A complicating factor is that the kernel does not report the location
of where the mismatches occur.  There appears to be movement underway
to include support in the kernel for printing out the sector locations
of the mismatches.

When that feature becomes available there will be a need to have some
type of tool, in the case of RAID1 devices backing filesystems, to
make an assessment of which version of the data is 'correct' so the
faulty version can be over-written with the correct version.

	As an aside what is really needed is a tool which assesses
	whether or not the mismatched sectors are actually in an
	inhabited portion of the filesystem.  If not the 'repair'
	facility on RAID1 could be presumably run with no issues.
	Given the appropriate coherency/validation checks to make sure
	the sectors are still incoherent secondary to a race where the
	uninhabited portion chooses to become inhabited.

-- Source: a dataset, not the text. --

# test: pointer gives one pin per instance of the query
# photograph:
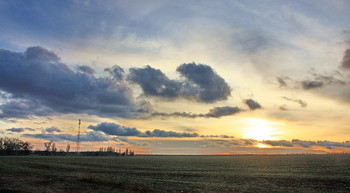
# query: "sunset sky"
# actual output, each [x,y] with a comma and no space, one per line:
[177,77]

We see the issue over a large range of production systems running
standard RHEL5 kernels all the way up to recent versions of Fedora.
Interestingly the mismatch counts are always an exact multiple of 128
on all the systems.

We have also isolated the problem to be RAID1 and independent of the
backing store.  We run geographical mirrors where an initiator is fed
from two separate data-centers where each mirror half is based on a
RAID5 Linux target.  On RAID1 mirrors which are mismatched the two
separate RAID5 backing volumes both report completely consistent
volumes.

So there is the situation as I believe it currently stands.

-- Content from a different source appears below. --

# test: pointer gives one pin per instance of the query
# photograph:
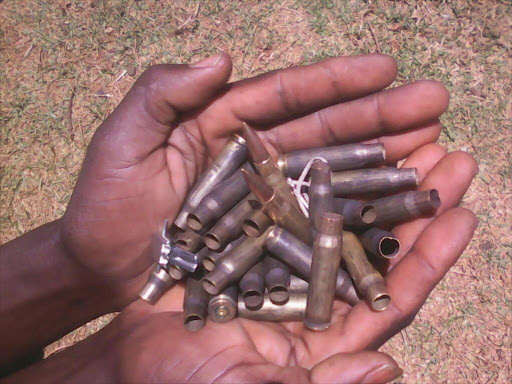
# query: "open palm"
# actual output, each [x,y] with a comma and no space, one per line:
[147,154]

The notion of running the 'check' sync_action is well founded.  The
issue of 'silent' data corruption is well understood and well founded.
The Linux RAID system as of a couple of years ago will re-write any
sectors which come up as unreadable during the check process.  Disk
drives will re-allocate a sector from their re-mapping pool
effectively replacing the bad sector.  This pays huge dividends with
respect to maintaining healthy RAID farms.

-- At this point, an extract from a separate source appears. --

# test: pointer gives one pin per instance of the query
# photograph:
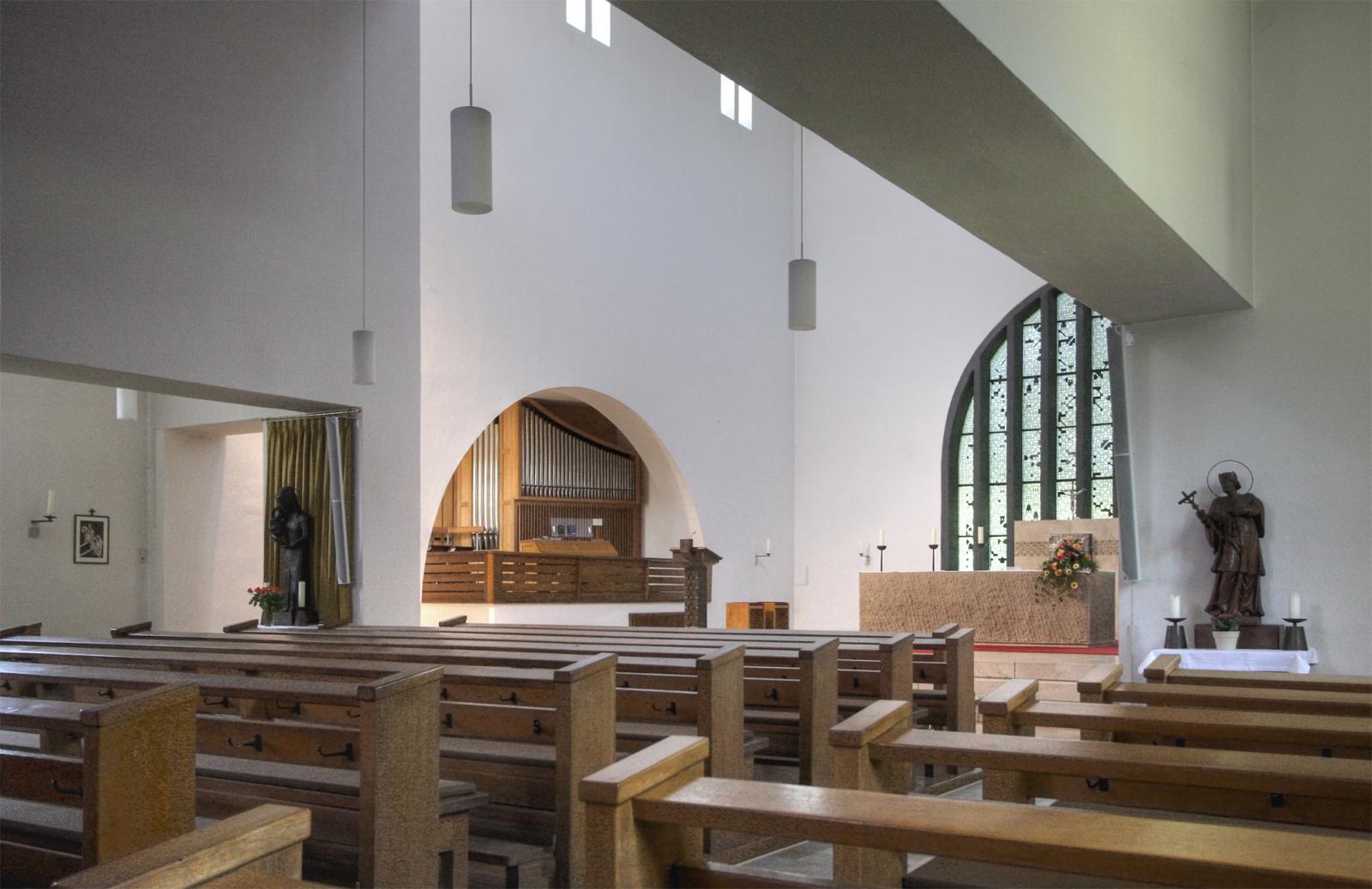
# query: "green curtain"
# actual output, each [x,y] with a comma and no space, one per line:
[297,454]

Unfortunately the report of the mismatch_cnt's is problematic given
the above issues.  I think it is unfortunate the vendors opted to
release this checking/reporting while these issues are still unresolved.

> thanks in advance.
> regards.
> 
> -- 
>   Levente                               "Si vis pacem para bellum!"

Hope the above information is helpful for everyone running into this
issue.

Best wishes for a productive remainder of the week to everyone.

Greg

}-- End of excerpt from Farkas Levente

As always,
Dr. G.W. Wettstein, Ph.D.   Enjellic Systems Development, LLC.
4206 N. 19th Ave.           Specializing in information infra-structure
Fargo, ND  58102            development.